Reasons to Be Thankful to Be Working in Sports
Why work in sports?
Working in an industry you're passionate about is fun. This doesn't mean that it's not also work, but the desire to learn and excel comes much more readily when you love the field you're employed in.
You might consider wading into team or venue management or marketing if you're crazy about sports—for several good reasons. You don't necessarily have to pick up a baseball bat or a hockey stick.
The Sports Industry Attracts Great Talent
A key to a long and successful career is working with great people, and the field of sports attracts those who have a shared passion. That’s not always the case in other industries.
Sports Is a Societal Connecting Point
One of the benefits of working in a field that other people are interested in is that you'll connect with people of all races, income levels, educational backgrounds, religions, and national origins. That kind of lifetime experience can lead to a more fulfilling career.

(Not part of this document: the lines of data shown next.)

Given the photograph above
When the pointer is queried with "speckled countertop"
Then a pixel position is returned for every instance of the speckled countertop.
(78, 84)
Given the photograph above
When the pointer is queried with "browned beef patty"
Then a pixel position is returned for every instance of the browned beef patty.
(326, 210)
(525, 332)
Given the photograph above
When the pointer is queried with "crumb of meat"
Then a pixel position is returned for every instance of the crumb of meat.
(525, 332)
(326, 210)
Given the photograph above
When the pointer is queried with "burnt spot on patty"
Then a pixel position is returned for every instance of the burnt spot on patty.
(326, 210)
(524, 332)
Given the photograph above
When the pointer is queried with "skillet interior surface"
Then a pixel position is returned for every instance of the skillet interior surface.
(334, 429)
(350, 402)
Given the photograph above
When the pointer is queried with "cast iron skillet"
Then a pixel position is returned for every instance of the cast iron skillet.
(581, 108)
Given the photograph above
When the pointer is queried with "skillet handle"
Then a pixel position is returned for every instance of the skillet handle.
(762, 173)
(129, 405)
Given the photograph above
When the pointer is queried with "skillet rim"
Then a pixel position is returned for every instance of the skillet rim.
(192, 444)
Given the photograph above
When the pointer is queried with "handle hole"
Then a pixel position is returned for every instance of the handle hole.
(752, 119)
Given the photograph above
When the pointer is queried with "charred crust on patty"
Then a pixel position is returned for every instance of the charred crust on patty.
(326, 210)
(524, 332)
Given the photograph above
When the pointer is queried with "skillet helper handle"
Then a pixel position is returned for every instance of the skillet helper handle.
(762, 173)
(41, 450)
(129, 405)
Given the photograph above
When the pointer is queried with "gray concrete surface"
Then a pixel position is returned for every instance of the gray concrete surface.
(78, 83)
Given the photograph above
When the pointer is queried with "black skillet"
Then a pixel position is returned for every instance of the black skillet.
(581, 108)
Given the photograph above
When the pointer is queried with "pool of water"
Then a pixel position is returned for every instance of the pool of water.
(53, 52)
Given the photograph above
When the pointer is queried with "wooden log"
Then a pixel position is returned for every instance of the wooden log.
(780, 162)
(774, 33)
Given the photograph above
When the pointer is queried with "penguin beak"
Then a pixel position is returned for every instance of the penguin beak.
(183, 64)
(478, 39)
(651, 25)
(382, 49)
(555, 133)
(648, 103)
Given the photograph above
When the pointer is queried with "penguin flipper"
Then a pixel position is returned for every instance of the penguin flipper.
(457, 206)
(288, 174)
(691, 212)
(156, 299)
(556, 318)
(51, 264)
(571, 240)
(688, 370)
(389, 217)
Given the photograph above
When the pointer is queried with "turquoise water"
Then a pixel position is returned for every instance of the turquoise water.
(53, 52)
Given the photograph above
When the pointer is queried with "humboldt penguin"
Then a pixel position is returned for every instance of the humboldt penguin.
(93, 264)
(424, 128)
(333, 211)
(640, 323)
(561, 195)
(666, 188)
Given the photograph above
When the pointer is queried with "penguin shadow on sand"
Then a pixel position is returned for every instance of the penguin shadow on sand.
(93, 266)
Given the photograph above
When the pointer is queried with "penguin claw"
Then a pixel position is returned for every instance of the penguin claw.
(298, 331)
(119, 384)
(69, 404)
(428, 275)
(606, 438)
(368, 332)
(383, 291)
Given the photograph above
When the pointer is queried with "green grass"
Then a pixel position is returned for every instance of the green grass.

Your Friends Will Be Jealous
This might not be a good reason to choose a career or industry, but the fact that others will think your job is “cool” lends a certain cache to your chosen field.
The Sports Industry Keeps Growing
The business of sports has changed somewhat dramatically since 1990 or so. Imagine what it will look like by the mid-2000s.
This evolution in media, venues, and fan expectations provides ample opportunity to grow your career as the field evolves.
Technology Integration Is Connecting Fans
Other industries are taking advantage of technology and social media, too, but the passionate sports fans' thirst for ongoing interaction with their favorite teams, players, leagues, and sports isn't just increasing job opportunities at these entities. It further deepens the cultural and real-time connection for those working in all aspects of sports.
Firms in Other Industries Will Want to Hire You
Many people who work in sports do move on to other industries in pursuit of new experiences—maybe to work different hours or to gain additional skills. Leaders in other industries are often thrilled to hire former sports industry professionals because they tend to be smart, hard-working, and thrive in high-pressure situations.
These employees are often self-starters. They work well with others, and they have myriad other characteristics that keep them in demand.
Don't neglect to include all these attributes and experiences on your resume.
And the Downside—Long Hours
A chief pain point for many working in the sports industry is the long hours it involves. Working nights, weekends, and even holidays is the norm.
But this can unify those have learned to manage their personal lives so "the show will go on." It alters lifestyles and family arrangements, but there's a certain camaraderie in knowing that you're not in this alone.
As America gathers around the television on Thanksgiving, remember that working in sports isn't the only occupation with unusual hours. Ask anyone in retail, healthcare, or hospitality. Be thankful that there's a demand for your services and a world out there that's hungry for sports products and programming.
Potential Jobs in Sports
It's not just about standing beside a field with a clipboard in hand or heading out onto that field. Sports organizations need marketing experts to handle things from free ticket promotions to their social media presences. They need healthcare teams, office staff, and accounting staff. Taking a foot-in-the-door position can lead to bigger and better things in a highly competitive field.